Do Carmo defines a piecewise differential curve in the following manner:
A piecewise differentiable curve is a continuous mapping $c:[a,b]\to M$ of a closed interval $[a,b]\subset \mathbb{R}$ into $M$ satisfying the following condition: there exists a partition
$$a=t_0<t_1<\dots <t_{k-1}=b$$
of $[a,b]$ such that the restrictions $c\rvert_{[t_i, t_{i+1}]},i=0,\dots,k-1,$ are differentiable. We say that $c$ joins the points $c(a)$ and $c(b)$. $c(t_i)$ is called a vertex of $c$, and the angle formed by $\lim_{t\to t_i^+} c'(t)$ with $\lim_{t\to t_i^-} c'(t)$ is called the vertex angle at $c(t_i)$; here $\lim_{t\to t_i^+}$ ($\lim_{t\to t_i^-})$ signifies that $t$ approaches $t_i$ trough values above (below) that of $t_i$.

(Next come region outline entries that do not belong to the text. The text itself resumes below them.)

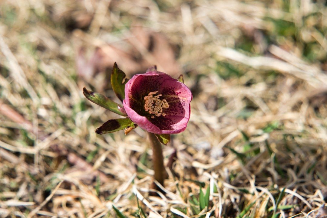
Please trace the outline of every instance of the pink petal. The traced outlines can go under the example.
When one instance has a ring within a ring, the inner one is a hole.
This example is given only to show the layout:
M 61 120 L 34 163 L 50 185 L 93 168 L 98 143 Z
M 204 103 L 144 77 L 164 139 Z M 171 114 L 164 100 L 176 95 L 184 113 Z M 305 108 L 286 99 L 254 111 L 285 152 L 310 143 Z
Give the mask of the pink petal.
M 143 98 L 150 92 L 159 91 L 168 102 L 165 117 L 148 119 L 144 113 Z M 151 71 L 135 75 L 125 87 L 124 108 L 129 118 L 141 128 L 156 134 L 173 134 L 183 131 L 190 118 L 192 93 L 183 83 L 169 75 Z

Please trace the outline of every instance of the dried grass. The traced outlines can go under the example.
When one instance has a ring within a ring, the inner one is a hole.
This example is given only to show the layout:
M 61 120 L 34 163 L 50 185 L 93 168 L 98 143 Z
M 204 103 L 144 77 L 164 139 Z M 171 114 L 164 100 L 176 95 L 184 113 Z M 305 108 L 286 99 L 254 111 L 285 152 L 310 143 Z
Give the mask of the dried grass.
M 3 1 L 0 217 L 322 217 L 327 8 L 315 1 Z M 183 73 L 194 94 L 157 196 L 143 131 L 94 132 L 117 117 L 82 88 L 117 100 L 115 61 L 129 76 Z

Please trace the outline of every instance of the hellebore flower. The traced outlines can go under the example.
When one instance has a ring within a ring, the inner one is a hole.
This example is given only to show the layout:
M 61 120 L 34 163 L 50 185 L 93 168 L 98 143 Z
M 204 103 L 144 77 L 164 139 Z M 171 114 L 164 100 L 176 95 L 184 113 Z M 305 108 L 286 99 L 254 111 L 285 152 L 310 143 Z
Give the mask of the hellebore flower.
M 155 67 L 130 80 L 115 63 L 111 80 L 112 90 L 123 101 L 123 105 L 99 93 L 86 88 L 83 93 L 88 99 L 121 116 L 128 117 L 110 119 L 95 130 L 99 134 L 124 131 L 127 134 L 138 126 L 149 136 L 153 151 L 154 178 L 162 185 L 167 174 L 164 165 L 160 143 L 167 145 L 170 134 L 179 133 L 186 128 L 190 118 L 192 93 L 182 82 L 157 71 Z M 153 187 L 160 190 L 155 183 Z
M 123 101 L 135 124 L 156 134 L 179 133 L 190 118 L 192 93 L 183 83 L 161 72 L 135 75 L 125 86 Z

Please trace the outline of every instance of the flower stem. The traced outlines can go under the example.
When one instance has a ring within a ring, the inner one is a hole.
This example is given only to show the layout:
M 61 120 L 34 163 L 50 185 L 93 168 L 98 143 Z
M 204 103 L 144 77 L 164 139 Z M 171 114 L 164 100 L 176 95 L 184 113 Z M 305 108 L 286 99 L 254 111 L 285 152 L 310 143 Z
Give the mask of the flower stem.
M 148 132 L 149 141 L 153 151 L 152 161 L 153 163 L 153 170 L 154 171 L 154 179 L 164 186 L 164 180 L 166 178 L 167 173 L 164 165 L 164 156 L 161 144 L 153 133 Z M 153 188 L 158 190 L 156 185 Z

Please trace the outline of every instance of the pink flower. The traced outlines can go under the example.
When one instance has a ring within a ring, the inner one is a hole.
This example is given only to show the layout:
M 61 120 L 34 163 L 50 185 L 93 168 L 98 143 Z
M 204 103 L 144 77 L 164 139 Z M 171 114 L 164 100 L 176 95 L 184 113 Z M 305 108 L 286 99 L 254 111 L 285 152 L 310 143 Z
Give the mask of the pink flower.
M 124 109 L 141 128 L 157 134 L 179 133 L 190 118 L 192 93 L 164 73 L 149 71 L 132 78 L 125 86 Z

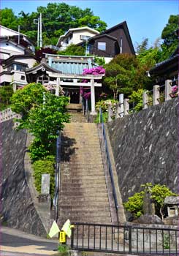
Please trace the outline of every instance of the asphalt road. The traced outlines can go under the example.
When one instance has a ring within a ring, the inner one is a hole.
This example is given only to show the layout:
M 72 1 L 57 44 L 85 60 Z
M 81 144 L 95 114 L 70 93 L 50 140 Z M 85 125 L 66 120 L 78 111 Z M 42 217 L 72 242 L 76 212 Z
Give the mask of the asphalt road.
M 1 227 L 1 256 L 53 255 L 57 252 L 58 241 L 28 235 L 18 230 Z

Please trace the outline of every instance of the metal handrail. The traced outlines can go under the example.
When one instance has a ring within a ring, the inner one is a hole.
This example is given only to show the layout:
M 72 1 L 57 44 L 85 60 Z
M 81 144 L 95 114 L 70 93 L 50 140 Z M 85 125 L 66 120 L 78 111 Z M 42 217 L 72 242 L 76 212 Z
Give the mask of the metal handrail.
M 89 108 L 88 99 L 83 98 L 82 100 L 82 110 L 83 115 L 86 116 L 88 122 L 89 121 Z
M 102 135 L 103 135 L 103 139 L 104 139 L 104 144 L 105 144 L 107 162 L 107 165 L 108 165 L 108 170 L 109 170 L 109 173 L 110 175 L 111 184 L 112 184 L 112 187 L 113 187 L 113 197 L 114 197 L 115 206 L 116 214 L 117 214 L 117 221 L 118 223 L 118 208 L 119 208 L 119 206 L 118 206 L 118 199 L 117 199 L 117 195 L 116 195 L 116 192 L 115 192 L 115 188 L 114 178 L 113 178 L 111 162 L 110 162 L 110 158 L 109 149 L 108 149 L 108 146 L 107 146 L 107 143 L 106 132 L 105 132 L 105 128 L 104 128 L 103 117 L 102 117 L 102 111 L 101 108 L 99 108 L 99 120 L 102 122 Z
M 71 249 L 115 255 L 178 255 L 178 228 L 84 222 L 75 222 L 71 227 Z
M 53 205 L 55 206 L 55 220 L 58 220 L 58 201 L 59 201 L 59 186 L 61 178 L 61 132 L 58 132 L 58 136 L 56 139 L 56 173 L 55 173 L 55 195 L 53 197 Z

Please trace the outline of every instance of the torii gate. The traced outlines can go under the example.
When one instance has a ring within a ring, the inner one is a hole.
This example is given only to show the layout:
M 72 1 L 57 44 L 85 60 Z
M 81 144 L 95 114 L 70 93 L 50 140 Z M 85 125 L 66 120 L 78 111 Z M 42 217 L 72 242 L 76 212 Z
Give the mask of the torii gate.
M 96 115 L 95 110 L 95 87 L 102 87 L 102 83 L 96 83 L 95 80 L 102 80 L 104 75 L 72 75 L 72 74 L 59 74 L 52 72 L 47 72 L 50 77 L 56 78 L 56 95 L 59 96 L 59 88 L 63 86 L 90 86 L 91 87 L 91 115 Z M 64 81 L 64 79 L 70 80 L 69 82 Z M 88 80 L 88 83 L 82 83 L 82 80 Z

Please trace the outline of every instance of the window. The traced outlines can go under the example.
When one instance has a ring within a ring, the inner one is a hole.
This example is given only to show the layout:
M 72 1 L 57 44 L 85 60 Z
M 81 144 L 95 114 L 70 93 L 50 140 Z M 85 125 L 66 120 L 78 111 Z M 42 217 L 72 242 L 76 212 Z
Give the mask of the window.
M 106 42 L 98 42 L 98 50 L 106 50 Z
M 25 80 L 25 78 L 26 78 L 25 75 L 21 75 L 21 78 L 20 78 L 21 80 Z
M 88 40 L 88 38 L 90 38 L 89 36 L 85 36 L 85 34 L 80 34 L 81 40 Z

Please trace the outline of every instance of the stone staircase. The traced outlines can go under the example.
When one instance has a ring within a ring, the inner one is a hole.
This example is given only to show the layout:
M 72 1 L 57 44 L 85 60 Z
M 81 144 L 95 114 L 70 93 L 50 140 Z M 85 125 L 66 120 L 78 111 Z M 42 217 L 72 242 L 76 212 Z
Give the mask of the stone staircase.
M 97 126 L 71 114 L 75 122 L 65 125 L 61 138 L 59 225 L 68 219 L 111 224 Z

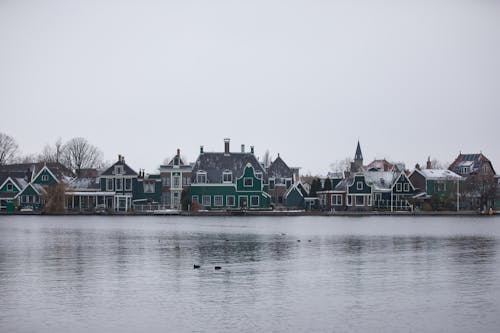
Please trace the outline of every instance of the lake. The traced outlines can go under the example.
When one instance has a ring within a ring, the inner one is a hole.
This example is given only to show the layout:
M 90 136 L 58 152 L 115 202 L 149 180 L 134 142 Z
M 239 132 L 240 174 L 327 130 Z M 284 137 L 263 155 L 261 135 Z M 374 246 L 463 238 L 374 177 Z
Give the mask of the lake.
M 498 217 L 0 216 L 0 332 L 498 332 L 499 251 Z

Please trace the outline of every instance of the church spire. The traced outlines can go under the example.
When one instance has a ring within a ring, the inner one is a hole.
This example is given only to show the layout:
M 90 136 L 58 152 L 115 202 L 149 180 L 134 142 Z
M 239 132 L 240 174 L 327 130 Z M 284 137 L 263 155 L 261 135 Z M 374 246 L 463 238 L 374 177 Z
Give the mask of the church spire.
M 359 140 L 358 140 L 358 146 L 356 147 L 356 154 L 354 155 L 354 160 L 363 161 L 363 154 L 361 153 L 361 146 L 359 145 Z

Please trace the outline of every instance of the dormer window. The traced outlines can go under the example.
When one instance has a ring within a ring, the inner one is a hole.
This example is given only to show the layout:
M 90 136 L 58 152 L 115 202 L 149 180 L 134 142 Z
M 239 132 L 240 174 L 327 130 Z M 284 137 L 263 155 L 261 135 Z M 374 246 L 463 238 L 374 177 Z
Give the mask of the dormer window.
M 115 175 L 123 174 L 123 165 L 115 165 Z
M 233 182 L 233 173 L 231 170 L 225 170 L 222 173 L 222 182 L 223 183 L 232 183 Z
M 206 183 L 207 182 L 207 173 L 205 171 L 198 171 L 196 173 L 196 182 L 197 183 Z

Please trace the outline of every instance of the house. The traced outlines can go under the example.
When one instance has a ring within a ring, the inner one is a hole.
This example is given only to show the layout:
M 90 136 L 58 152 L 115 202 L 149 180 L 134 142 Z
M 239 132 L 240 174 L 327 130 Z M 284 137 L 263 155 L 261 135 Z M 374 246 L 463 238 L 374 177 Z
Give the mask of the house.
M 223 152 L 205 152 L 194 163 L 191 204 L 204 209 L 267 209 L 271 198 L 264 191 L 266 171 L 250 152 L 231 152 L 224 140 Z
M 430 162 L 427 166 L 430 167 Z M 415 199 L 421 208 L 433 210 L 457 208 L 456 202 L 459 197 L 457 194 L 464 180 L 460 175 L 447 169 L 415 169 L 409 179 L 415 187 Z M 427 205 L 424 205 L 425 202 Z
M 465 178 L 461 192 L 462 203 L 466 208 L 487 210 L 494 207 L 496 172 L 486 156 L 482 153 L 460 153 L 448 169 Z
M 127 212 L 132 209 L 134 191 L 137 190 L 137 172 L 125 163 L 125 157 L 118 155 L 118 160 L 105 169 L 98 177 L 101 192 L 106 195 L 105 206 L 114 211 Z
M 180 149 L 166 165 L 160 166 L 160 178 L 162 180 L 161 203 L 166 208 L 180 209 L 183 191 L 188 191 L 191 185 L 193 166 L 186 163 L 181 157 Z
M 394 169 L 393 169 L 394 170 Z M 373 208 L 379 210 L 409 210 L 415 187 L 404 172 L 367 171 L 365 178 L 373 187 Z
M 114 191 L 102 191 L 97 169 L 81 169 L 79 176 L 67 183 L 65 208 L 67 211 L 95 212 L 114 210 Z
M 271 196 L 271 203 L 274 206 L 284 206 L 285 194 L 294 184 L 294 172 L 280 154 L 267 168 L 267 177 L 269 184 L 267 193 Z
M 154 210 L 159 209 L 162 199 L 161 175 L 145 174 L 144 170 L 139 171 L 137 186 L 134 188 L 134 210 Z
M 73 173 L 60 163 L 21 163 L 0 166 L 3 176 L 0 188 L 1 209 L 29 208 L 41 210 L 57 184 L 65 184 Z M 14 195 L 15 194 L 15 195 Z

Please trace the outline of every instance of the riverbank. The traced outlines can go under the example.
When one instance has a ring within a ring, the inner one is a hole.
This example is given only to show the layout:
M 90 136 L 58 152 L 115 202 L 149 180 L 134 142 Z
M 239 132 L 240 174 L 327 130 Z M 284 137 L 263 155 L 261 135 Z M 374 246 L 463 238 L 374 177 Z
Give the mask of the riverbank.
M 204 217 L 204 216 L 351 216 L 351 217 L 362 217 L 362 216 L 490 216 L 488 213 L 477 212 L 477 211 L 430 211 L 430 212 L 387 212 L 387 211 L 342 211 L 342 212 L 323 212 L 323 211 L 279 211 L 279 210 L 233 210 L 233 211 L 197 211 L 197 212 L 169 212 L 169 214 L 161 214 L 153 211 L 148 212 L 103 212 L 103 213 L 93 213 L 93 212 L 64 212 L 64 213 L 45 213 L 45 212 L 0 212 L 2 215 L 61 215 L 61 216 L 193 216 L 193 217 Z M 493 216 L 500 215 L 499 211 L 495 211 Z

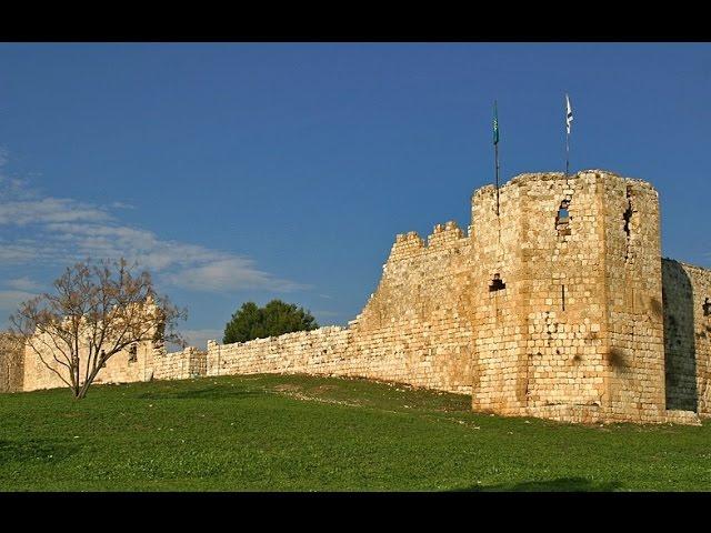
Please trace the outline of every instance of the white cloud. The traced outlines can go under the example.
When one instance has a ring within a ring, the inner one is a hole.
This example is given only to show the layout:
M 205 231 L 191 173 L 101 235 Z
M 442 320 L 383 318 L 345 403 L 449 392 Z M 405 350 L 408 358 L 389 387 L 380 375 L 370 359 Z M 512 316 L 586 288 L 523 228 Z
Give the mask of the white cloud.
M 291 292 L 308 288 L 289 280 L 277 279 L 257 270 L 253 261 L 237 257 L 216 259 L 199 266 L 184 269 L 170 274 L 168 280 L 186 289 L 211 292 L 260 288 Z
M 9 280 L 7 285 L 10 289 L 17 289 L 19 291 L 39 291 L 42 288 L 40 283 L 30 280 L 27 275 Z
M 0 173 L 2 158 L 0 151 Z M 193 291 L 290 292 L 308 288 L 279 279 L 232 252 L 161 240 L 152 231 L 121 223 L 110 208 L 130 205 L 117 201 L 104 208 L 67 198 L 42 198 L 27 183 L 0 175 L 0 232 L 7 228 L 10 235 L 3 239 L 0 233 L 0 265 L 63 266 L 87 258 L 123 257 L 158 274 L 159 281 Z M 23 237 L 16 237 L 20 231 Z M 21 289 L 18 284 L 13 288 Z
M 0 197 L 2 200 L 2 197 Z M 27 225 L 52 222 L 100 222 L 110 220 L 106 211 L 67 198 L 8 200 L 0 202 L 0 224 Z
M 7 319 L 17 311 L 20 303 L 34 296 L 36 294 L 27 291 L 0 291 L 0 318 Z

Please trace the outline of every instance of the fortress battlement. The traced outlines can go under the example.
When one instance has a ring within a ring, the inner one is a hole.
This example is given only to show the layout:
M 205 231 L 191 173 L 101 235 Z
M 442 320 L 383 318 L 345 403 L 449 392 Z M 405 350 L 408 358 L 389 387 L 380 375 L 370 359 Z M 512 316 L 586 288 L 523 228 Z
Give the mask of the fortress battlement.
M 147 350 L 136 379 L 306 372 L 465 393 L 473 410 L 503 415 L 711 416 L 711 271 L 661 258 L 651 183 L 533 172 L 470 202 L 467 233 L 449 221 L 427 239 L 395 237 L 348 328 Z M 56 386 L 38 372 L 24 364 L 24 389 Z

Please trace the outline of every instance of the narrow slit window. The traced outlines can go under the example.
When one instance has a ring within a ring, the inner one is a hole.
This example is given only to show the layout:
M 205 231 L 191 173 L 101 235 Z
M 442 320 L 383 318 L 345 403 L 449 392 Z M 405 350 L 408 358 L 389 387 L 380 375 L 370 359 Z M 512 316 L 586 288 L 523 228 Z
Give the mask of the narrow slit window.
M 502 291 L 507 288 L 507 284 L 501 280 L 501 275 L 493 274 L 493 280 L 491 280 L 491 284 L 489 285 L 489 292 Z
M 558 214 L 555 215 L 555 229 L 559 235 L 570 235 L 570 200 L 565 199 L 560 202 Z

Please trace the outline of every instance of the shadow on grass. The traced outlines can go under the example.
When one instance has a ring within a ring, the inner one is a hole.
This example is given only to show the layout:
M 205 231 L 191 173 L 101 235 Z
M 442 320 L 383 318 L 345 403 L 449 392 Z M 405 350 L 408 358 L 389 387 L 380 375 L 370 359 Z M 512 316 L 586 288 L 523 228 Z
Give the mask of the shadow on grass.
M 0 441 L 0 464 L 37 460 L 61 461 L 79 451 L 76 444 L 58 441 L 32 440 L 26 442 Z
M 161 392 L 144 392 L 137 398 L 141 400 L 223 400 L 227 398 L 252 398 L 263 396 L 262 391 L 242 391 L 232 388 L 216 388 L 209 386 L 204 389 L 193 390 L 178 390 L 178 391 L 161 391 Z
M 621 487 L 622 484 L 617 481 L 594 482 L 584 477 L 559 477 L 548 481 L 473 485 L 465 489 L 453 489 L 450 492 L 611 492 Z

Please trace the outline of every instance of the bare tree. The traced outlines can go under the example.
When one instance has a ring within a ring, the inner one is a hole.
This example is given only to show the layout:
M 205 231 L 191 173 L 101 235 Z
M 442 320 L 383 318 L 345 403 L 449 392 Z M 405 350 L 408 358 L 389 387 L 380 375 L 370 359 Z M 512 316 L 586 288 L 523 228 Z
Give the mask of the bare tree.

As far as I know, do Carmo hasn't defined what is meant by differentiability of a curve $c: [t_i, t_{i+1}]\to M$ on a closed set. If I understand the answer given by John B in On the definition of piecewise differentiable curves correctly, it means that $c$, as a curve on $(t_i, t_{i+1})$, is differentiable and that the one-sided derivatives exist at the endpoints $t_i$ and $t_{i+1}$. However, how would one go about calculating these derivatives or defining their existence? We have
$$c'(t) f = (f \circ c)'(t)=\frac{d}{dt} (f \circ c)(t) = \lim_{h\to 0} \frac{f(c(t+h))-f(c(t))}{h}\quad \forall f\in C^{\infty}(M), t\in (t_i,t_{i+1}).$$
Does that mean that $\lim_{t\to t_i^+} c'(t)$ exists if
$$\lim_{h\to 0^+} \frac{f(c(t_i^++h))-f(c(t_i^+))}{h}$$
exists for all $f\in C^{\infty}(M)$? This doesn't seem correct to me since a definition without the use of $f$ would be preferable.
John B also mentioned that the differentiability defined by the existence of the one-sided derivatives is equivalent to the fact that there exists a differentiable extension of $c$ which is defined on a larger open interval. Could someone provide me with a reference for this fact?
Best Answer
Everything here is basically generalising the $\mathbb{R}$ or $\mathbb{R}^n$ version to manifolds using charts. One-sided derivatives are defined by, for example, the equivalence class of curves version:
Definition: The one-sided derivative (from the right) of a curve $c\colon[0,\ell)\to M^n$ at $0$, $c'_+(0)\in T_{c(0)}M$ is the equivalence class $[\gamma]$ of curves $\gamma\colon (-\epsilon,\epsilon)\to M$, $\gamma(0)=c(0)$ that has $(\varphi\circ\gamma)'(0)=(\varphi\circ c)'_+(0)$ for any (hence all) charts $\varphi$ at $c(0)$. Similarly one-sided derivative from the left $c'_-$
For extendability, again we only need to do the case $\mathbb{R}$-valued functions and extend to $\mathbb{R}^n$ on each coordinate and to $M$ by charts.
Recall: For any differentiable $f\colon[a,b]\to\mathbb{R}$ with one-sided derivatives $f'_+\colon[a,b)\to\mathbb{R}$ and $f'_-\colon(a,b]\to\mathbb{R}$, you can extend to a differentiable $\tilde{f}\colon\mathbb{R}\to\mathbb{R}$ by $$ \tilde{f}(t)= \begin{cases} f(a)+(t-a)f'_+(a) & t<a\\ f(t) & t\in[a,b]\\ f(b)+(t-b)f'_-(b) & t>b \end{cases} $$ Moreover, if $f'_{\pm}$ are continuous then $\tilde{f}$ is $C^1$ (and you can extend this to higher-order derivatives suitable degree-$k$ polynomials instead of linears). This allows us to define piecewise $C^k$ function to $\mathbb{R}$. For $C^\infty$ you will need to use some bump functions (exercise).